Building Community Legacy
A total of 20 volunteers were recruited from the University of the South Pacific and included those students who were undertaking studies relative to the environment. As members of the WWF Pacific Volunteer program, the “Green Team” were specifically responsible for collecting loose litter at all three rugby fields within the stadium complex and to ensure that all litter was sorted, recorded then diverted from landfill where possible.
The Green Team were outfitted in white cotton t-shirts with an easily identifiable recycle logo that matched the signage on all rubbish bins and ensured fans as well as tournament organizers understood their primary role. At the beginning of each day, the Green Team were briefed on the state of Fiji’s waste management infrastructure, the break down of organic and non-biodegradable waste that enters the country’s largest landfill, data collection from the tournament as well as understanding how to carry out this role independently at other events of scale.
This component of the tournament including t-shirts and daily transport allowance was supported with FJD 2000.00 from the regional intergovernmental environment organization SPREP and the waste management data sheet from the Fijian Voyaging Society, Uto ni Yalo Trust.
Continual Improvement Areas
- Refundable Deposit Scheme: Introduce a refundable portion to food vendors for keeping the zero plastic pledge. This sum should be at least 25% of stall fees and or more than the cost of alternative packaging to ensure compliance. This will en sure vendors have an incentive to participate in this initiative.

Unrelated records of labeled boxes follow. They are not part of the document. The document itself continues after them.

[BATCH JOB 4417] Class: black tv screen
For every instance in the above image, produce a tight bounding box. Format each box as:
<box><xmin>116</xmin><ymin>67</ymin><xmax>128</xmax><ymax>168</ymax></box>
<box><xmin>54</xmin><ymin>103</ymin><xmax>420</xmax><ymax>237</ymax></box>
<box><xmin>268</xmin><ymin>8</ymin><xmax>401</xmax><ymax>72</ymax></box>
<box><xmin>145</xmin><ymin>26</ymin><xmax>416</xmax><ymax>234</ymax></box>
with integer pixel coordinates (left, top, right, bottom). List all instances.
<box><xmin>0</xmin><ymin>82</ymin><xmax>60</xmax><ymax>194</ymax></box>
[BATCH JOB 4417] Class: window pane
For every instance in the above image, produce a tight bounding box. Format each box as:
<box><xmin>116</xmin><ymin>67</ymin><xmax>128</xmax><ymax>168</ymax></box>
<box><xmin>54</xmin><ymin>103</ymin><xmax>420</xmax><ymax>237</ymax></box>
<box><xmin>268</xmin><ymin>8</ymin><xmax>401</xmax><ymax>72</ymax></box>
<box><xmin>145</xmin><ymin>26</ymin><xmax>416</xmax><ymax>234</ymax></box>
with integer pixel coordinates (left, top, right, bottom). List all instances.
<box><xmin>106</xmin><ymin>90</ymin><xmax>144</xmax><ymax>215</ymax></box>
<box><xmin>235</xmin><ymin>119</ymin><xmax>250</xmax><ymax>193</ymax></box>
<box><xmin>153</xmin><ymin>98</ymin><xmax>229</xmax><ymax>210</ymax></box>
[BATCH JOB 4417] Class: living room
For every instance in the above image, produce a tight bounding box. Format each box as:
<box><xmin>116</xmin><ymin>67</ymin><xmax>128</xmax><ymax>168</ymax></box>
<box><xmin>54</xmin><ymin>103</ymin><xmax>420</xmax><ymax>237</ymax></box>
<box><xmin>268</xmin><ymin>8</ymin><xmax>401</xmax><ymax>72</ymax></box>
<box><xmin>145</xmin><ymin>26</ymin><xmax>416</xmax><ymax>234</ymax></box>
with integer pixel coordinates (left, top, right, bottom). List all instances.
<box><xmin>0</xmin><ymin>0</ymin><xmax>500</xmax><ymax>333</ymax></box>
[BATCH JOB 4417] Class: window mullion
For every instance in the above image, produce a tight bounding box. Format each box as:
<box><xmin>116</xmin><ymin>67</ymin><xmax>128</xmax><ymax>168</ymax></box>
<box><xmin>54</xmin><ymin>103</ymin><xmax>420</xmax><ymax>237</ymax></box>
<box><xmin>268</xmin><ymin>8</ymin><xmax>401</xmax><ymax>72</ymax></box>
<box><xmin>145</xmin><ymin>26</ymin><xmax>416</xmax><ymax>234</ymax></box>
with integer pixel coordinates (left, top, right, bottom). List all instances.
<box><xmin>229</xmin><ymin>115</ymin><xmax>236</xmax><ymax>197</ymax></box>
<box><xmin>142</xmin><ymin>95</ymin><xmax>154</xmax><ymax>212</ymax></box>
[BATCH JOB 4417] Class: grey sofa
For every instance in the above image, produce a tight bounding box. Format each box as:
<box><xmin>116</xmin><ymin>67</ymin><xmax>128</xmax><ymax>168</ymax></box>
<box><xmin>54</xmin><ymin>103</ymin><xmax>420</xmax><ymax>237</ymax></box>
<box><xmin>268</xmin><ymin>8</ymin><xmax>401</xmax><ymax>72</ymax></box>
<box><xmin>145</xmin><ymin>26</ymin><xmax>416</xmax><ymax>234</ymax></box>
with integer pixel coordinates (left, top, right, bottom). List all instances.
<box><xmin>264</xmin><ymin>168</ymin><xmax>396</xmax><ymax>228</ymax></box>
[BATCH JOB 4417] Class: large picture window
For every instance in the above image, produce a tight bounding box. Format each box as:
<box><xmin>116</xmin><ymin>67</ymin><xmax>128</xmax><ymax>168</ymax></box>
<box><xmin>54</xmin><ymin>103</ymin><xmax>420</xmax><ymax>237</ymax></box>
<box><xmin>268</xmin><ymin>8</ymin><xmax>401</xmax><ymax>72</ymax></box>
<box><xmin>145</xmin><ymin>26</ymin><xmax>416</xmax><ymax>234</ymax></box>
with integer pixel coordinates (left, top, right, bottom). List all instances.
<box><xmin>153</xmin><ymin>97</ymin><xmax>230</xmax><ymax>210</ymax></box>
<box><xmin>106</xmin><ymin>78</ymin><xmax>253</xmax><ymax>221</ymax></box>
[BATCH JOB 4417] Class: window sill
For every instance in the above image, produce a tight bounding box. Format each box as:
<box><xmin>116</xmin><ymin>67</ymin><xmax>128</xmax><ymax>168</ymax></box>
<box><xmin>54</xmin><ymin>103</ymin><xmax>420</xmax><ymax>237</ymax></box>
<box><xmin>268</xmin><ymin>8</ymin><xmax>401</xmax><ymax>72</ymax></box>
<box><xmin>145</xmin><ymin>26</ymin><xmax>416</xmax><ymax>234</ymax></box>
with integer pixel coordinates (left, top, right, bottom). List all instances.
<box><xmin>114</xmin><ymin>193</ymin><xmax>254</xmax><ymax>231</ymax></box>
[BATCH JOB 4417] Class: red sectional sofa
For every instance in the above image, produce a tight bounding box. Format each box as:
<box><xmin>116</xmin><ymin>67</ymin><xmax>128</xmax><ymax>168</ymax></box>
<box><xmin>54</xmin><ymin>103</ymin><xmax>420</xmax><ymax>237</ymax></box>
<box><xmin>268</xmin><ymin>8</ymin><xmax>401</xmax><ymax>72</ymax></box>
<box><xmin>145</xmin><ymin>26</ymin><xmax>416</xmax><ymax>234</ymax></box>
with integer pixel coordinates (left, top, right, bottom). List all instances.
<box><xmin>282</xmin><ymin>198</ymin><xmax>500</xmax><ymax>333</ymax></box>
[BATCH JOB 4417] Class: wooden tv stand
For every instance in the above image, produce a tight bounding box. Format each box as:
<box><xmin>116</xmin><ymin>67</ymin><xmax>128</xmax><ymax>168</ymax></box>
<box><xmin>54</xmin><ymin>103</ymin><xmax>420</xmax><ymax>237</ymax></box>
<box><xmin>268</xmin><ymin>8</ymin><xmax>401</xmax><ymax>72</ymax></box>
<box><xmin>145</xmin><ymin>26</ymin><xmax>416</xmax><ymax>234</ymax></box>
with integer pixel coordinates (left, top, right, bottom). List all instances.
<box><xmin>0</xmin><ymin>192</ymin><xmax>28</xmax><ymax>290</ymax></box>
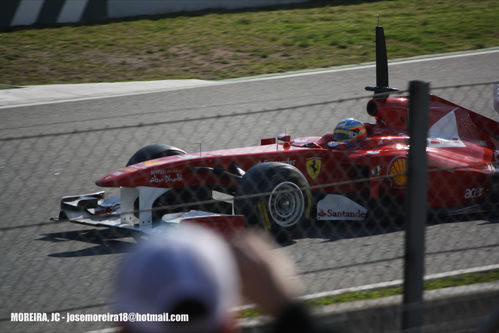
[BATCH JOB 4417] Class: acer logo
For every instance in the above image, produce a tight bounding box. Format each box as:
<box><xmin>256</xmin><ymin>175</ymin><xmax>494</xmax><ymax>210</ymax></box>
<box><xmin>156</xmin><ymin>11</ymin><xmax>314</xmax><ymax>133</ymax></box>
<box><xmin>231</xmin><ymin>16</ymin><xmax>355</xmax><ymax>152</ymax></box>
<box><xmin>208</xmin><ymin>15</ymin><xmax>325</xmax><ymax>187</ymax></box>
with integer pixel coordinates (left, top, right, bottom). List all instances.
<box><xmin>464</xmin><ymin>187</ymin><xmax>483</xmax><ymax>199</ymax></box>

- Pre-event Interventions: Track how each vendor will support the tournament by conducting a waste management audit on products and food items will be brought in and or sold on site. Reinforce messaging with vendors to ensure compliance, pre-meetings and progress reports one week before event ensures vendors support sustainability initiatives and all packaging requirements are in place.
- Water: As a precious resource, determine ways to reduce bottled water consumption by providing alternative sources of potable water to athletes and measure consumption for toilets, field maintenance, cleaning and ice baths.
- Promote public transport and other low carbon travel: This involves using the scheduled bus service, bicycles and walking.
- Sports Policy Innovation: Consider new ways to share sustainability initiatives between tournament owners, national sport federations and Olympic Committees instead of media and advertising statements that are geared toward fan engage tournament.
- Community Legacy: by developing a standard toolkit to streamline waste management by green volunteers, focusing on capacity development as well as standardized green messaging signage and broadcast advertising.
- Reducing micro threads in our waterways: Special consideration may be made by tournament owners to ensure natural fibre fabric such as bamboo and cotton are purchased for volunteer, medic, referee uniforms.
- Growing green entrepreneurship: Provide a market space for sale of reusable straws, bags, cups at the venue by local small business owners.
- Supporting healthy choices: Provide access to small business owners from the municipal markets to sell ready to eat seasonal fruits that do not require packaging eg. Pineapple, watermelon, guava and mangoes.